WHEREAS, the board of The Omicron Delta Kappa Society, Inc. (the “Society”) and the board of The Omicron Delta Kappa Foundation, Inc. (the “Foundation”) jointly established a Commission on Alternative Governance Strategies (the “Commission”) to examine the current governance structures of both the Society and the Foundation, explore alternative governance models, and make recommendations to both boards;
WHEREAS, the Commission has presented the findings of its examination, the outline of a proposed combined alternative governance model, and a timeline for adoption (the “Alternative Governance Model”);
WHEREAS, the Alternative Governance Model involves a merger of the Foundation with and into the Society (the “Merger”) to create the Omicron Delta Kappa Society and Educational Foundation, Inc. (the “Resulting Entity”), along with amended and restated articles of incorporation and amended and restated bylaws of the Resulting Entity (the “Governance Documents”);
WHEREAS, the board of the Society believes that the Alternative Governance Model, the Merger and the Governance Documents are in the best interests of the Society and hereby recommends them to the delegates in attendance at the 2019 Omicron Delta Kappa Conclave (the “Conclave”); and
WHEREAS, the board of the Foundation believes that the Alternative Governance Model, the Merger and the Governance Documents are in the best interests of the Foundation.

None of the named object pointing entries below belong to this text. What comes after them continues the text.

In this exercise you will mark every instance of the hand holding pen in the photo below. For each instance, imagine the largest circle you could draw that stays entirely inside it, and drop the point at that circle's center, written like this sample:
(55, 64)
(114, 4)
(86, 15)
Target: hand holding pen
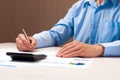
(25, 43)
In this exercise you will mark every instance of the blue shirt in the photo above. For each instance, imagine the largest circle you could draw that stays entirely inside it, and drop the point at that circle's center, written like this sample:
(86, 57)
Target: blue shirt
(87, 23)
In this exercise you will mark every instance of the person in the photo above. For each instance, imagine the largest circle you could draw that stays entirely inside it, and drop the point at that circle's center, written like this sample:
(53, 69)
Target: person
(94, 26)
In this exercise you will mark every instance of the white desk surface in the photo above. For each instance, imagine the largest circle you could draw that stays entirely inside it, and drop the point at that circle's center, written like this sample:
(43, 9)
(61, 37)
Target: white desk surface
(100, 69)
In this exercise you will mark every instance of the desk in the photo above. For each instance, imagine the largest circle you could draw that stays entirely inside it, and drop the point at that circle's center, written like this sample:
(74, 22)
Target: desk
(100, 69)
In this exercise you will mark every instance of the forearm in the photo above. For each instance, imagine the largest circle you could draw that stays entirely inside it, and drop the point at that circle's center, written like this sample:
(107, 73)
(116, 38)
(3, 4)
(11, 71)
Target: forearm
(111, 49)
(43, 39)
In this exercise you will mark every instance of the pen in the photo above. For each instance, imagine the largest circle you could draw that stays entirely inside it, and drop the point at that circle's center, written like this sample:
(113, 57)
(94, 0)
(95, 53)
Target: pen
(25, 34)
(78, 63)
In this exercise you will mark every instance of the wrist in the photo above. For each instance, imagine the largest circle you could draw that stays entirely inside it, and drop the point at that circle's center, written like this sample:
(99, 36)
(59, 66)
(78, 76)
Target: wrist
(100, 50)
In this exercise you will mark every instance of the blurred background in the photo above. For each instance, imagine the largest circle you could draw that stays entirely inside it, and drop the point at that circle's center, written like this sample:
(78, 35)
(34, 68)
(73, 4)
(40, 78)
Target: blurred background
(32, 15)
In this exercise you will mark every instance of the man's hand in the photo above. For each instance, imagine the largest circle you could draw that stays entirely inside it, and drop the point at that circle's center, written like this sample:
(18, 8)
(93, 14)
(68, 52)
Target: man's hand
(78, 49)
(25, 45)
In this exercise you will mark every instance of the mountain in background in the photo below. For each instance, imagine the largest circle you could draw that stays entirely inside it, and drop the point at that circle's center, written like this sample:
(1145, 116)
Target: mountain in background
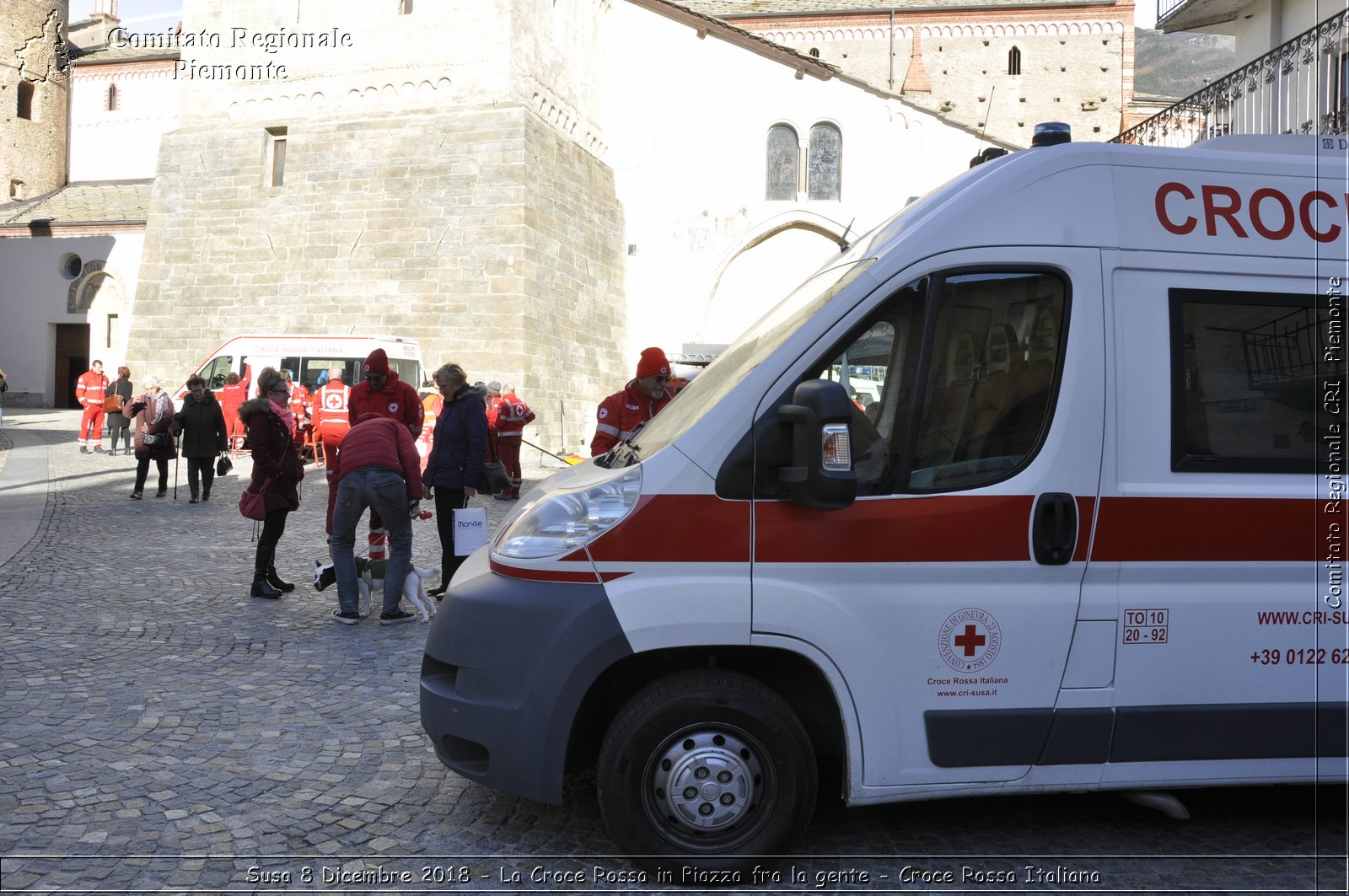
(1175, 65)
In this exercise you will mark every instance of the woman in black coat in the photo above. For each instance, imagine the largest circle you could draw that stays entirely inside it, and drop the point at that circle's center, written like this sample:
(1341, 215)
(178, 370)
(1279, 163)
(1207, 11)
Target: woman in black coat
(202, 427)
(118, 421)
(455, 466)
(277, 473)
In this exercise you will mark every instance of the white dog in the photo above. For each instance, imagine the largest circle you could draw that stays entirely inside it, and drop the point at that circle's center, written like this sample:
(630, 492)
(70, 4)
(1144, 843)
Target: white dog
(368, 574)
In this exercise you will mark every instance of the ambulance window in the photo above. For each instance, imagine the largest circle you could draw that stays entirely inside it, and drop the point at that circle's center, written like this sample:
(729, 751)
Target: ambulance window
(314, 372)
(996, 352)
(1245, 373)
(406, 370)
(959, 397)
(216, 372)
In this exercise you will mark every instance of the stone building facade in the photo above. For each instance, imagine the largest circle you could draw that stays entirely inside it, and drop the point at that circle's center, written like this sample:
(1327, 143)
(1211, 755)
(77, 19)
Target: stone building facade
(1000, 67)
(459, 202)
(34, 92)
(577, 181)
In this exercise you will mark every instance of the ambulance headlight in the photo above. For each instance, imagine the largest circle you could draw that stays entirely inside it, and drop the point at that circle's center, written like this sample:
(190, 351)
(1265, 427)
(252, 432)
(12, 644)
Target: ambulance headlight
(566, 520)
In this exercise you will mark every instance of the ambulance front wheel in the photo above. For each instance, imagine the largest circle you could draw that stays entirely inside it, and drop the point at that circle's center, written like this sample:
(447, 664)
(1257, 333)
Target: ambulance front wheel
(706, 770)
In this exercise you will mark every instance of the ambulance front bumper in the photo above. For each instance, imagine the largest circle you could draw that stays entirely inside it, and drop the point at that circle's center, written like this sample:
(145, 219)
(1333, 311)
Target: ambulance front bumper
(506, 667)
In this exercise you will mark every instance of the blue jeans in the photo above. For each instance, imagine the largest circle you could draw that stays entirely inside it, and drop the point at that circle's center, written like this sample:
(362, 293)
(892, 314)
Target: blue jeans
(386, 493)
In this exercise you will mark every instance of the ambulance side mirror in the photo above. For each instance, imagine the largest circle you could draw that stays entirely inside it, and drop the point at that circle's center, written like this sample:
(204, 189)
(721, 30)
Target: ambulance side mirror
(820, 476)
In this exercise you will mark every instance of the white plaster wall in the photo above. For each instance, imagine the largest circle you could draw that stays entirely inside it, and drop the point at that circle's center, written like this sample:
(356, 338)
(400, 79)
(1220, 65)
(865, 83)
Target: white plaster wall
(688, 153)
(34, 296)
(123, 143)
(1265, 26)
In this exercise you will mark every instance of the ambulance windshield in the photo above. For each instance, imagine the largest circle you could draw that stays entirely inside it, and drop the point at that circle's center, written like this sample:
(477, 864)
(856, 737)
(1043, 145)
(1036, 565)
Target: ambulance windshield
(732, 366)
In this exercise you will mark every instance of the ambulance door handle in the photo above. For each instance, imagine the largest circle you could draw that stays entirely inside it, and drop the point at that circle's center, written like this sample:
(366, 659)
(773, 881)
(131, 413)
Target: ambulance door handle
(1054, 528)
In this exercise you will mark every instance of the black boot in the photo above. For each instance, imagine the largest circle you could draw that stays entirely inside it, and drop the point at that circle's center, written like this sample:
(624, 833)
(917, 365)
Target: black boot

NOW, THEREFORE, BE IT RESOLVED, that the Conclave believes that the Alternative Governance Model, the Merger and the Governance Documents are in the best of interest of the Society;
FURTHER RESOLVED, that Conclave hereby authorizes the members of the board of the Society and the members of the board of the Foundation to consummate the Merger and to adopt the Governance Documents, and to take any and all actions as the respective boards shall determine to be necessary or desirable in order to carry into effect the Merger, including, without limitation, the preparation, execution, delivery and filing of any and all documents, agreements and instruments (including the adoption of a plan of merger and the execution and filing of articles of merger with the Secretary of State of the Commonwealth of Kentucky and the Florida Department of State) and the obtaining of any and all approvals and consents that the boards may determine to be necessary or desirable, the execution and delivery by the board representatives thereof or the doing by any such representative of any act in connection with the foregoing matters shall be conclusive evidence of the necessity or appropriateness thereof;
FURTHER RESOLVED, that, in addition to the specific authorizations set forth in the foregoing resolutions, that the Commission and the officers and staff of the Society and the Foundation, and each of them hereby is, authorized and directed to do or cause to be done any and all such other acts and things, and to execute and deliver any and all such documents, papers, and instruments, as may be necessary or advisable in order to carry into effect the purpose and intention of the foregoing resolutions; and
FURTHER RESOLVED, that any and all actions taken prior to the date hereof by the Commission and any of the aforementioned officers and staff within the scope of the foregoing resolutions are hereby ratified, approved, confirmed, and adopted in all respects.